Irland: Geographie

Irland ist ein Inselstaat in Westeuropa. Das Land hat eine Fläche von 70.273 Quadratkilometern (Länge: 450km und Breite: 300km) und ist damit im Größenvergleich das Land 117 auf der Erde. Westlich davon liegt der Atlantische Ozean und östlich davon Großbritannien – an der schmalsten Stelle der Irischen See beträgt der Abstand der beiden Inseln weniger als 18km. Im Norden und Süden gibt es keine direkten Nachbarländer. Das Land ist in vier Provinzen unterteilt (Connacht, Leinster, Munster, Ulster), die verwaltungstechnisch aber keine Bedeutung mehr haben. Weiterhin gibt es die Unterteilung in 32 Counties (Grafschaften).

Das Land weist vor allem im Westen zerklüftete Küstenregionen auf und im Landesinneren weites Flachland, das zu großen Teilen mit Moorlandschaften bedeckt und von gebirgigen Regionen umringt ist. Durch diese landschaftliche Vielfalt lässt sich eine Reise sehr abwechslungsreich gestalten.
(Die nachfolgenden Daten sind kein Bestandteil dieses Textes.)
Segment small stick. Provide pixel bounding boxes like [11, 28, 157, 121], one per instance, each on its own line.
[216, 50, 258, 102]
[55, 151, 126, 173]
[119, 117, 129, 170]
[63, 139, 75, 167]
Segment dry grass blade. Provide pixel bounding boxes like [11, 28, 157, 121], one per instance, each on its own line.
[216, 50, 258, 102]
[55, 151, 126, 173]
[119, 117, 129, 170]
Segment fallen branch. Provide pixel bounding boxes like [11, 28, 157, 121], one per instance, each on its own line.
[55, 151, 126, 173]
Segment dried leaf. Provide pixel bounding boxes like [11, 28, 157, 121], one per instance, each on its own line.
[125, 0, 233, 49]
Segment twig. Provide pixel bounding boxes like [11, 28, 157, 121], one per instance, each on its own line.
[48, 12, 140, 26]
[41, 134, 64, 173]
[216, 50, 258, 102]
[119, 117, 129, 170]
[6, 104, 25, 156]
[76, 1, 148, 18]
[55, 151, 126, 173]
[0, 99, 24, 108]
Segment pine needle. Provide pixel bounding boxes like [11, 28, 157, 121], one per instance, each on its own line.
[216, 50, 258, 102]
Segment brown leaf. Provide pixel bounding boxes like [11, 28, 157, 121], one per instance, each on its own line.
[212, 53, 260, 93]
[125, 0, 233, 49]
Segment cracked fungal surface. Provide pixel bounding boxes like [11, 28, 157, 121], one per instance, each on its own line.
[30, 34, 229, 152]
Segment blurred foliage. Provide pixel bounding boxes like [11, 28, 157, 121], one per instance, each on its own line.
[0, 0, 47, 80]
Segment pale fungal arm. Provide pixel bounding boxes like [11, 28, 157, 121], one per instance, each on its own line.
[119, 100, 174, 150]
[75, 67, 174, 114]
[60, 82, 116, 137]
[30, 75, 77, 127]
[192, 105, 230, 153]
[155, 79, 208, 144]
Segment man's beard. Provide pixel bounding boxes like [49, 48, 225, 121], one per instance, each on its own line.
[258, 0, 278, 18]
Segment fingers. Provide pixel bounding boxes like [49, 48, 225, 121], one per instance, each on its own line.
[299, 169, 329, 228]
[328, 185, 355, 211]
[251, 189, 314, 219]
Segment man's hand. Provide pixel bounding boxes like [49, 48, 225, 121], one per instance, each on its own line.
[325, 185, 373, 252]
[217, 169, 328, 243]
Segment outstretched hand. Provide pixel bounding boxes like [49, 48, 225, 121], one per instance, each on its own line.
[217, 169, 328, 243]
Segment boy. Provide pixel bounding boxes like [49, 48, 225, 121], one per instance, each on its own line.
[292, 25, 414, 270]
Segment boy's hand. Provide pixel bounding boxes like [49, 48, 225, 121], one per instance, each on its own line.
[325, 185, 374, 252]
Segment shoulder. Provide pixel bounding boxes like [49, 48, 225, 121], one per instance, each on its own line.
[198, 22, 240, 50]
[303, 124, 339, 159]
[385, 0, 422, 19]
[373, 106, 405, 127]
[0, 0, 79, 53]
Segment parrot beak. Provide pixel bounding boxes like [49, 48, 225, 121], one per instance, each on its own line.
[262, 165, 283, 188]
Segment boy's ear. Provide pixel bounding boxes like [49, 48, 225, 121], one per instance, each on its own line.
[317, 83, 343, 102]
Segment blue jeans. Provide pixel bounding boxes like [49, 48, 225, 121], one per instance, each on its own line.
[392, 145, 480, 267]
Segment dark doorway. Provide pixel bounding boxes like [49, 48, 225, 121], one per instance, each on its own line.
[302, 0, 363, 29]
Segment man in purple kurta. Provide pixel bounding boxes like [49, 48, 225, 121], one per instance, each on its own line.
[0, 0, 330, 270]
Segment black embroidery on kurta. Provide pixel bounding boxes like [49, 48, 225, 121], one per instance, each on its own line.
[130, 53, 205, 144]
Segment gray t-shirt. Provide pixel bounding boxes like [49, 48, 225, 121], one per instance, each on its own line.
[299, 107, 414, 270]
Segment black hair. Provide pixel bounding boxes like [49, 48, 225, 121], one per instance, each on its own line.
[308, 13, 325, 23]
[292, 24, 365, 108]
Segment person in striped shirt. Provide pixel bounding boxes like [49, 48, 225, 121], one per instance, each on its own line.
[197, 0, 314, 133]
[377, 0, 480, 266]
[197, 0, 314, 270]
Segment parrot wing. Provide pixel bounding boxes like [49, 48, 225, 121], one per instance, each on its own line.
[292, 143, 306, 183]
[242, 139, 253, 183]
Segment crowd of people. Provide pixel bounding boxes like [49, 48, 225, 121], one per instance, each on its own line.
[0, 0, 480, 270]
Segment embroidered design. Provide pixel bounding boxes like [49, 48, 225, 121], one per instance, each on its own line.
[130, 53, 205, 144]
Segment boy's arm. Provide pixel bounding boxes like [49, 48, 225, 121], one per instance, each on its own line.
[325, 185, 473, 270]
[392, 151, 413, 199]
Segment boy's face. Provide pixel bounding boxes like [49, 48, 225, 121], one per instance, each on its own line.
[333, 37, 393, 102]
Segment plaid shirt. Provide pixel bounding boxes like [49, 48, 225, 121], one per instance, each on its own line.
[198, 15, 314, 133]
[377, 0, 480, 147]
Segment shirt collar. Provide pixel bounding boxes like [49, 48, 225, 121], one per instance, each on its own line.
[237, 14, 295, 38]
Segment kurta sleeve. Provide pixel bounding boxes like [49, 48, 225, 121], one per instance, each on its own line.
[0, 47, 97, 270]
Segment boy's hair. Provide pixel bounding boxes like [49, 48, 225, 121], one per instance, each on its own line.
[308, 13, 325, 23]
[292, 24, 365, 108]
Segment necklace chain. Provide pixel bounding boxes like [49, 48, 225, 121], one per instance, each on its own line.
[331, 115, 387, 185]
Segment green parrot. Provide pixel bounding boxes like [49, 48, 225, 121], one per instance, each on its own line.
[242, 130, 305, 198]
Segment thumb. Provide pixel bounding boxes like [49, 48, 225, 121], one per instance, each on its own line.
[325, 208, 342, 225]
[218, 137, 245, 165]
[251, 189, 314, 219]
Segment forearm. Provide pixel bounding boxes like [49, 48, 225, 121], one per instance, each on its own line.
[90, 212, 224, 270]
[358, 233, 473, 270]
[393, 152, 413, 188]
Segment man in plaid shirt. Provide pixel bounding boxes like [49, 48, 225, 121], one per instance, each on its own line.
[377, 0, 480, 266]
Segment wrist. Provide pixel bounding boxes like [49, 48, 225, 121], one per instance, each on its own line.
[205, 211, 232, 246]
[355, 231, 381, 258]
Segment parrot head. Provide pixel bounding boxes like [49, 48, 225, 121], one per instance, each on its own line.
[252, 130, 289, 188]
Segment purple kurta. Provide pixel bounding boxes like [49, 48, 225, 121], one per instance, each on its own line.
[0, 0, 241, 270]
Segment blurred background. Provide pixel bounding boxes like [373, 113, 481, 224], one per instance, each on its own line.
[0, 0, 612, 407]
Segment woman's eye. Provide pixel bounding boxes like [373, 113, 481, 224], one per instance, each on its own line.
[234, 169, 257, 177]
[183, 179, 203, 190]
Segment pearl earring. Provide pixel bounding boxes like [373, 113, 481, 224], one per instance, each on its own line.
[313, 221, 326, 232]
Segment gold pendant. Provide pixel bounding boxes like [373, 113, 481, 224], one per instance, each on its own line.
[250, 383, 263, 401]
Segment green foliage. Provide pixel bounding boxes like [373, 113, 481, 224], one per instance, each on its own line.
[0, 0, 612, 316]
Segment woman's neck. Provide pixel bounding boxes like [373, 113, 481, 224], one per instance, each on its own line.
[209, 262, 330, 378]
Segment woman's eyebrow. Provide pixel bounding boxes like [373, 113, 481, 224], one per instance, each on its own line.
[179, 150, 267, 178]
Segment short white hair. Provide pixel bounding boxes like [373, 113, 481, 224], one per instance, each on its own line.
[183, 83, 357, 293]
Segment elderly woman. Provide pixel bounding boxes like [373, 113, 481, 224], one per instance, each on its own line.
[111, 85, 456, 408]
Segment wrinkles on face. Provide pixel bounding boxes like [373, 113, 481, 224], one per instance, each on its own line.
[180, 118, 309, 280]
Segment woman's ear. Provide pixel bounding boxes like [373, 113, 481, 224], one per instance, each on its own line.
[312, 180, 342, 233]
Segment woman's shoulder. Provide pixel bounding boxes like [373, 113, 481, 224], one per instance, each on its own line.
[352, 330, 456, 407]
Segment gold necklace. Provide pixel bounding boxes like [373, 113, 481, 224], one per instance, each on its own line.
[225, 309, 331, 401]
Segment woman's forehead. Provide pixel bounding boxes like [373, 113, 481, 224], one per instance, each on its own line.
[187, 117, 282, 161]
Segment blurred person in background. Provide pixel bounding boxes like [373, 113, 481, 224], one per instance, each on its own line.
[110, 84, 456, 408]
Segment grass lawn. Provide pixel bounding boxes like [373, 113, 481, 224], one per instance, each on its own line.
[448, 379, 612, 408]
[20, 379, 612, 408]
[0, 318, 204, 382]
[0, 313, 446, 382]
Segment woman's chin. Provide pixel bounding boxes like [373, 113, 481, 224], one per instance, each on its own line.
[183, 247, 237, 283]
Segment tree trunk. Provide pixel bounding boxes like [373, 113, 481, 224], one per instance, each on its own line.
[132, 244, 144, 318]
Die Gebirge haben aufgrund der unterschiedlichen Entstehungsgeschichte verschiedene geologische Zusammensetzungen (roter Sandstein, Granit, Basalt usw.)
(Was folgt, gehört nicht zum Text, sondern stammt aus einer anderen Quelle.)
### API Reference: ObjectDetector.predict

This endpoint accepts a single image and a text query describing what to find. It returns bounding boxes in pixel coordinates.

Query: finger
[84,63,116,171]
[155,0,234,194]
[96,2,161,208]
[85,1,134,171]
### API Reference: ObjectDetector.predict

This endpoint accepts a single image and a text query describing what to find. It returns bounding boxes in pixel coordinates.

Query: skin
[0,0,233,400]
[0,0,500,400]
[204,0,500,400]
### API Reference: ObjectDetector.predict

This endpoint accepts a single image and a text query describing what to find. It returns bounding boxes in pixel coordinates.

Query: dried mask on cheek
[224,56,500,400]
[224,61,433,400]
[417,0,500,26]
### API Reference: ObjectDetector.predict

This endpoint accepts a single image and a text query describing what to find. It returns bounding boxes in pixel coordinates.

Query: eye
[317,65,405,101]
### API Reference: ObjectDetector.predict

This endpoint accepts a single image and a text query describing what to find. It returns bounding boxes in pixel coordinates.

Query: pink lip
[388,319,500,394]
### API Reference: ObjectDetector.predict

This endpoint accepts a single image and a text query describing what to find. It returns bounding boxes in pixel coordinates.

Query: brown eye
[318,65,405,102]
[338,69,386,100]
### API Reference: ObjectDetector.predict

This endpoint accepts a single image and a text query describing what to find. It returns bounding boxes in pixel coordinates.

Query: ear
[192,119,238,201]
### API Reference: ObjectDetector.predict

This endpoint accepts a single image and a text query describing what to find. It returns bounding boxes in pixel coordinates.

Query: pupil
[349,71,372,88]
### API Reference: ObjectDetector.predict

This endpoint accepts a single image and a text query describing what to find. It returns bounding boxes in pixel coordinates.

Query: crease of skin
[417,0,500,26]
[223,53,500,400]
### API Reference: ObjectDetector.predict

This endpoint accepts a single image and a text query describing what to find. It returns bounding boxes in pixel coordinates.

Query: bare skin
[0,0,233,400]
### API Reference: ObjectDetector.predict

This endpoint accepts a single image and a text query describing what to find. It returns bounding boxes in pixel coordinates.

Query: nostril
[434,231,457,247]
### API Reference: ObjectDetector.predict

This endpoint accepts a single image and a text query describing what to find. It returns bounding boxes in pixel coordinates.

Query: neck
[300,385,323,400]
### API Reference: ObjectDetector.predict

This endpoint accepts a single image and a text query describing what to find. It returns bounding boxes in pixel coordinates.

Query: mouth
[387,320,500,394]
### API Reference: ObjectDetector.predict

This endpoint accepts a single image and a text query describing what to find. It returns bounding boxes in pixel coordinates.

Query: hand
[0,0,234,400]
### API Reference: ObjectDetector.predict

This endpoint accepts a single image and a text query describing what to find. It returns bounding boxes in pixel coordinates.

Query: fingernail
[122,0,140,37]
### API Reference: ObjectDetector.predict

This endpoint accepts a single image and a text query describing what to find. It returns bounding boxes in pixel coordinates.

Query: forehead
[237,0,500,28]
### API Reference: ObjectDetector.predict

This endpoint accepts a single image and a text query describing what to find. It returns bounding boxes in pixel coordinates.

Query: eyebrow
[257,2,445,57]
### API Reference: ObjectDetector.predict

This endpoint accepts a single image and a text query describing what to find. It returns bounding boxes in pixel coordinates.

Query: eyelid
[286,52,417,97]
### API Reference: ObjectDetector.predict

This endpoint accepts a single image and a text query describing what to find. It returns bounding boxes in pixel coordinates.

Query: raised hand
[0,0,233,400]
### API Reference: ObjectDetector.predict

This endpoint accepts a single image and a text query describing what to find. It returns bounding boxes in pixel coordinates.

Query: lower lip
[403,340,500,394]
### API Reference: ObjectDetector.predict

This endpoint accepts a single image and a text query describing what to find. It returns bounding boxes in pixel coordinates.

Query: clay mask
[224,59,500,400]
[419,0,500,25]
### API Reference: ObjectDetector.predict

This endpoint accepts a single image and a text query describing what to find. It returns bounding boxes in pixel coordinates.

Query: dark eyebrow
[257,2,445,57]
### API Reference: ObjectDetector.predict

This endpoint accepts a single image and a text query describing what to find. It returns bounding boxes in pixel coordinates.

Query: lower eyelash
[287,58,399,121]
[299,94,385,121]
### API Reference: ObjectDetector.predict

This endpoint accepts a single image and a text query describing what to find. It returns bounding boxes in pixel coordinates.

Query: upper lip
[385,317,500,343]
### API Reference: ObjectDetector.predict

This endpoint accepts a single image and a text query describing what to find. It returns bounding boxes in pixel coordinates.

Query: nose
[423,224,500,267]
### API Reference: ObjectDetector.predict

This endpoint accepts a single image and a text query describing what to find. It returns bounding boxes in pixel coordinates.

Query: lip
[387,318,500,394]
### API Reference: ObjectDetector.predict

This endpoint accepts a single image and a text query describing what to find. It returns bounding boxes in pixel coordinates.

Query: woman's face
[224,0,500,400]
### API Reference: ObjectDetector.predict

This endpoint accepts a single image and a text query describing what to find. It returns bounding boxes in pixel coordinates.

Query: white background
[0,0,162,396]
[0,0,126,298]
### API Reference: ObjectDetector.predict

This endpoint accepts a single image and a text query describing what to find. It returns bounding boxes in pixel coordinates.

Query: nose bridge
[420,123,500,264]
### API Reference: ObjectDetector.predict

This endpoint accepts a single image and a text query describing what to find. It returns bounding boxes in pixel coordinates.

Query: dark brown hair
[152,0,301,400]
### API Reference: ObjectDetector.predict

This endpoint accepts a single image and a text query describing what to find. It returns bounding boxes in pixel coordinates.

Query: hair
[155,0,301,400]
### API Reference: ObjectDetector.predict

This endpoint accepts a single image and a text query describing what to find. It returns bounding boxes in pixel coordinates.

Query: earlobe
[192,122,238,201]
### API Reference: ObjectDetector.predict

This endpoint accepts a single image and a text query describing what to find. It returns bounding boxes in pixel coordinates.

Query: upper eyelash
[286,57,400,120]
Spektakuläre Landschaft kannst du auch an den Meeresarmen und Buchten bzw. Halbinseln und Landzungen vor allem an der Westküste erleben. Von dort aus ist es auch nicht mehr weit zu vorgelagerten Inseln, von denen die größte und auch bewohnte das Achill Island ist. Viele der bewohnten Inseln hatten bis in die 1970er Jahre hinein keinen Strom und das traditionelle Bewusstsein ist dort stärker ausgeprägt als mancherorts auf dem Festland, oftmals wird dort noch das irische Gälisch gesprochen.
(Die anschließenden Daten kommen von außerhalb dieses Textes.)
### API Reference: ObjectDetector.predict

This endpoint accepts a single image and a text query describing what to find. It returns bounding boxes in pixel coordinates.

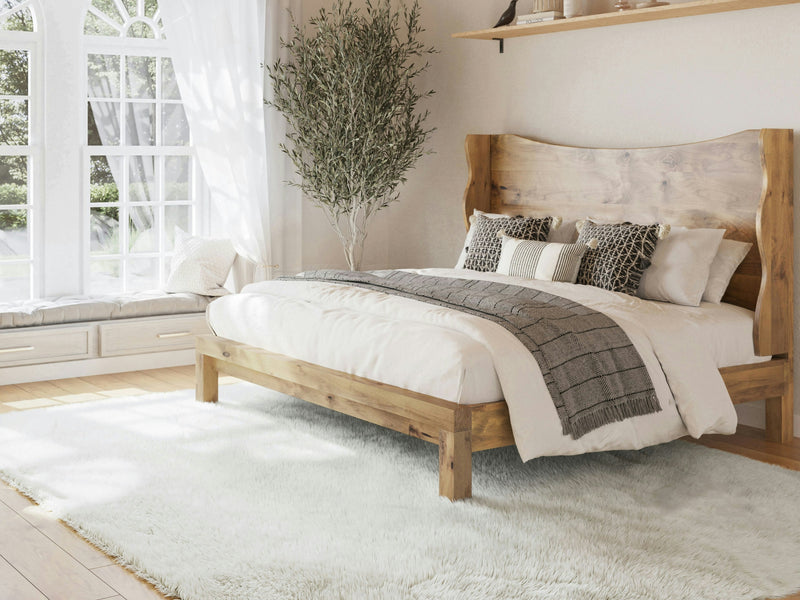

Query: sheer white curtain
[159,0,301,280]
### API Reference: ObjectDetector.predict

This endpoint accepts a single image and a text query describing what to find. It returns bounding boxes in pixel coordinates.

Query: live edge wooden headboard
[464,129,794,356]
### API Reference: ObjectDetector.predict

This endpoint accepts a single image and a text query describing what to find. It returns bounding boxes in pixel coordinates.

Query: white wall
[304,0,800,432]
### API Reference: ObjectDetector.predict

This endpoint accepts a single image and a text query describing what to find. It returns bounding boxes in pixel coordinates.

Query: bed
[197,129,793,500]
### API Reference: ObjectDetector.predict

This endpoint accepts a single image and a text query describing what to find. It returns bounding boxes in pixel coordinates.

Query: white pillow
[455,209,511,269]
[497,231,597,283]
[703,240,753,304]
[636,227,725,306]
[164,227,236,296]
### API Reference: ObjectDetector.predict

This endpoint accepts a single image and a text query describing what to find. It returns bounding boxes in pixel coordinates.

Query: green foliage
[0,0,33,31]
[0,183,28,204]
[268,0,436,268]
[89,183,119,202]
[0,210,28,231]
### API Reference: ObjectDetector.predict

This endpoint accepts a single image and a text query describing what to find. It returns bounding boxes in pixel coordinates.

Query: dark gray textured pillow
[577,219,663,295]
[464,215,553,272]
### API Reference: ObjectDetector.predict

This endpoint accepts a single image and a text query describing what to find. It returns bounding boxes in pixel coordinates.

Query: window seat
[0,291,211,329]
[0,291,213,385]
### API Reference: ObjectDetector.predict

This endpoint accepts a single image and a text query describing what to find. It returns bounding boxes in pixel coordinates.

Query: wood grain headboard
[464,129,794,356]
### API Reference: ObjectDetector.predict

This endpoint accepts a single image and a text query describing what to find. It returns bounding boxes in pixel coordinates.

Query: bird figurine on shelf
[492,0,517,29]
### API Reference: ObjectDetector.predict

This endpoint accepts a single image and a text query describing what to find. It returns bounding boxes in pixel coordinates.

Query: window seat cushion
[0,291,213,329]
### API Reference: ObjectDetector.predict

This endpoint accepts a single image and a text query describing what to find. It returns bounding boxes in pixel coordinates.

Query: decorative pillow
[497,231,597,283]
[464,215,553,272]
[164,227,236,296]
[703,240,753,304]
[455,209,511,269]
[636,227,725,306]
[576,219,669,295]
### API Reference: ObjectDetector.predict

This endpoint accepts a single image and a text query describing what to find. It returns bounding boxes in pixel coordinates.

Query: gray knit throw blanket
[284,270,661,439]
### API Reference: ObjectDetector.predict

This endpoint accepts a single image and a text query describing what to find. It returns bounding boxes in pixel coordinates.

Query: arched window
[0,0,41,302]
[84,0,198,293]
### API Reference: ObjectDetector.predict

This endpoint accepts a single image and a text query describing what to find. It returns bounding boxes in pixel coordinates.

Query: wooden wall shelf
[453,0,800,40]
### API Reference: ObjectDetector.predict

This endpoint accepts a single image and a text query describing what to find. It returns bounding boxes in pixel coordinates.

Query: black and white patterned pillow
[464,215,553,272]
[577,219,664,295]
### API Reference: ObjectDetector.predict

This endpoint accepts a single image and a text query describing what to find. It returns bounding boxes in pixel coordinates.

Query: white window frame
[0,0,44,298]
[81,7,209,292]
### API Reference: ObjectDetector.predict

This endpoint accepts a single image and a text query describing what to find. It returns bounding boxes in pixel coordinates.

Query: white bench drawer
[0,327,97,367]
[99,313,211,356]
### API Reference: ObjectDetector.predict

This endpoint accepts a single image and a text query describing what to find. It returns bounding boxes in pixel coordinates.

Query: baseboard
[736,402,800,438]
[0,349,195,385]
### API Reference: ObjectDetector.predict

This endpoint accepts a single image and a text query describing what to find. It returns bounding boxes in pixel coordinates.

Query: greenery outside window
[84,0,198,293]
[0,0,41,302]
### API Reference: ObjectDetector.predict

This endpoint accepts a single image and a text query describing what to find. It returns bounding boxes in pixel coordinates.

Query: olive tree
[268,0,435,271]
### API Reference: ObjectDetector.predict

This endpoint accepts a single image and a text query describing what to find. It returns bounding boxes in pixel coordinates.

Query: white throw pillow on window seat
[164,227,236,296]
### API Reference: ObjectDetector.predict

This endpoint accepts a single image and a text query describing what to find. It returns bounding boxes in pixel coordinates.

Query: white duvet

Der längste Fluss der Britischen Inseln ist der Shannon (344km), auf dem du auch Schifffahrten unternehmen kannst.

The Burren: Wildnis aus Stein

Sehr attraktiv für Besucher ist die Region des “Burren“. Dies ist eine relativ karge Karstlandschaft im Westen des Landes (County Clare). Der verwitterte Kalksteinfelsen in dieser einsamen Landschaft weist interessante Formationen auf und eindringendes Oberflächenwasser hat unterhalb dieses Gebietes ein Höhlensystem ausgespült. Die Stimmung ändert sich mit dem Wetter und mit dem Licht und mit etwas Geduld entdecken Fotofreunde dort ganz besondere Motive.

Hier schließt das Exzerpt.